Rapid Prototyping: How It’s Done at GM

Why is GM using it? Because of two big drivers in auto today: Reducing product development cost and time-to-market.

The lab is manned by 15 specialists who work three shifts, six days a week, taking part orders from GM design centers all over the world to crank out some 20,000 unique parts a year. Parts are built from one of two additive technologies: SLS, where a laser fuses layers of powdered material together, or SLA, where a laser cures liquid polymer, layer by layer. Parts are built within hours and then express shipped to their destination, allowing designers and engineers to spend more time evaluating changes and less time waiting for parts compared to conventional prototyping methods.

“The return on investment has been significant, especially when you figure in the elimination of tooling,” says Dave Bolognino, GM Director of Design Fabrication Operations.
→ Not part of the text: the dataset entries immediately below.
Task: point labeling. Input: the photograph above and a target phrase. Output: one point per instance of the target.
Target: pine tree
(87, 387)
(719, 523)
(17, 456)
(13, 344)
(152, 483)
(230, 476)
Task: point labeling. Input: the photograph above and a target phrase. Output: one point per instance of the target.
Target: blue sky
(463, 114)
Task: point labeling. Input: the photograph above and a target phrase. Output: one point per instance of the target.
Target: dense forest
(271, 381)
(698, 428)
He uses a register vent as an example. “If you look at the complexity in that part alone, back in the old days, somebody would have to carve that or make it in clay just to get a look at it. Now we can go right to the machine and get a functional part much, much quicker than you could ever get an aesthetic part.”
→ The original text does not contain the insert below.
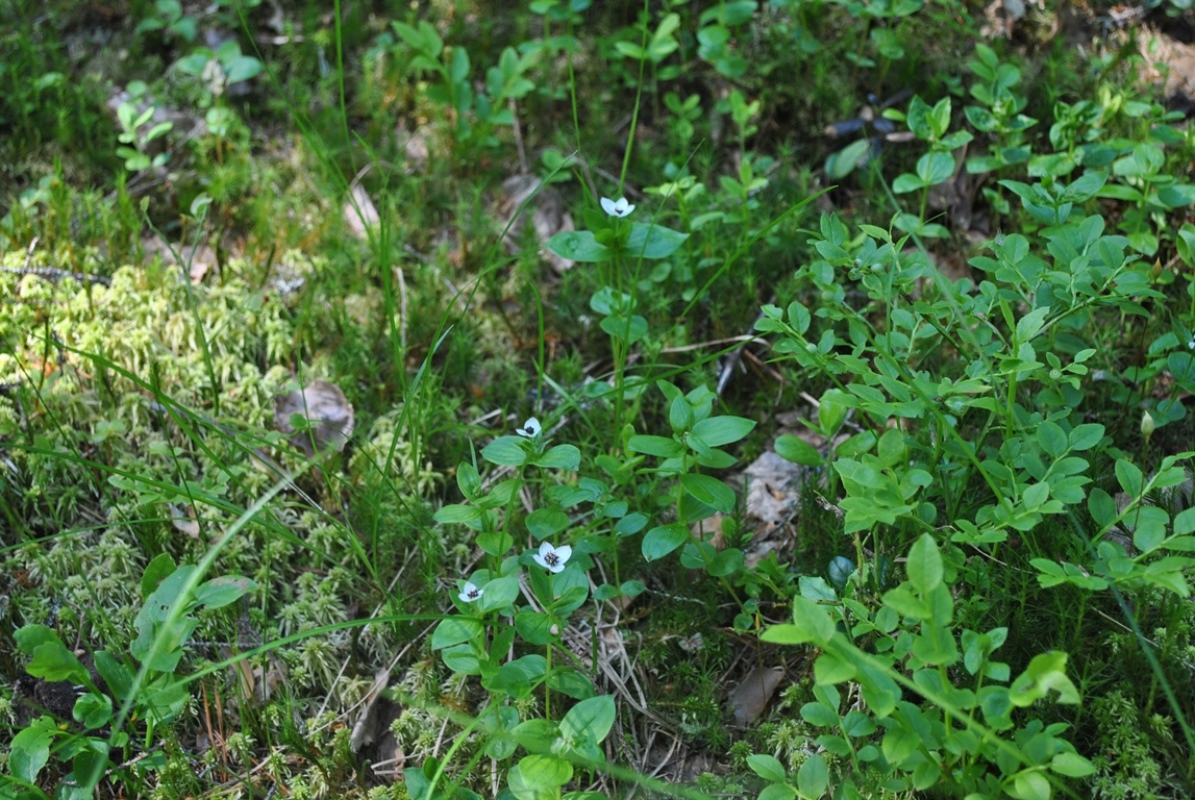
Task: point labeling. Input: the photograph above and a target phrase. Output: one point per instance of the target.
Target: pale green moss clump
(151, 403)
Bolognino says the automaker has been using additive technology for the past 20 years. But back in the early days, he says, the speed, materials, and accuracy limited the technology to just vehicle mockups. Now, it has advanced to a point where bumpers, grilles, spoilers, and mirrors—parts that would be difficult to quickly make any other way—can be accurately built.
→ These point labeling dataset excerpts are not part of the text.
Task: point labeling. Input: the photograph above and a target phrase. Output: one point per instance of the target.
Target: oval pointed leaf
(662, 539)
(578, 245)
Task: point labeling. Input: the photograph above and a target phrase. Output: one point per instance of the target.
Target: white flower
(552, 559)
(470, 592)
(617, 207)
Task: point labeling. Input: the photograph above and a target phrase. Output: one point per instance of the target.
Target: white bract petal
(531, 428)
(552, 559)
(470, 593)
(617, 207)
The only limitation is the work envelope of the machines. The lab’s largest machine features a work envelope of 500 x 500 x 750 mm, so to build bigger parts, sections are produced, and then assembled.

Aerodynamics Testing

Not only are parts made for aesthetic assessment, but there are also functional applications, like aerodynamic testing, both of scale and full-sized vehicle models. “The big thing is the materials now,” Bolognino says, citing advancements such as 3D Systems’ DuraForm EX, which is said to offer the toughness of injection-molded ABS parts. “Now we can make real, tangible stuff that we can put into wind tunnels.”
Here’s how the testing typically works:
• Parts are designed and then digitally analyzed with computational fluid dynamics (CFD) software
• The design files for the parts are sent to the AM equipment, where 1/3-scale models are produced
• Parts are assembled into a vehicle and physically tested in the wind tunnel
• Performance is evaluated and design changes are made
• The process repeats
Bolognino says aerodynamics testing has doubled over the past two years due to the company’s ability to quickly build and test multiple iterations of parts. And these parts aren’t just limited to things like side mirrors and grilles. The RP lab is also capable of building detailed models of engines, transmissions, brake lines, and drive shafts, which help engineers analyze airflow through the engine bay.

Not Just For Prototyping

One of GM’s most public applications of RP technology was in developing the Electric Networked Vehicle (EN-V) personal urban mobility concept vehicle. Three models of the EN-V—the Jiao, Xiao and Miao—were designed and five units of each model were built.
Beyond prototyping, components were manufactured with the RP technology for the vehicles. “The brackets, a lot of the interior parts, the ductwork—ordinarily you’d have to tool that up rather expensively, Bolognino says. Instead, they were additively built-in DuraForm EX and integrated into the vehicles. “That was our first heavy usage on a small fleet,” he says. This is an example of AM at GM—limited, but production.
Bolognino also cites the Chevrolet Volt: The pre-production test fleet built in 2009 included 80 vehicles “We made several interior part runs when suppliers who were under contract were unable to deliver or when there was a late part change,” he says. The parts were built and installed directly into the test vehicles.
So what does the future hold for this technology? Bolognino says, “I couldn’t see us making a whole production run with this technology, but you never know.” He adds, “A few years ago I wouldn’t have said we’d be where we are today.”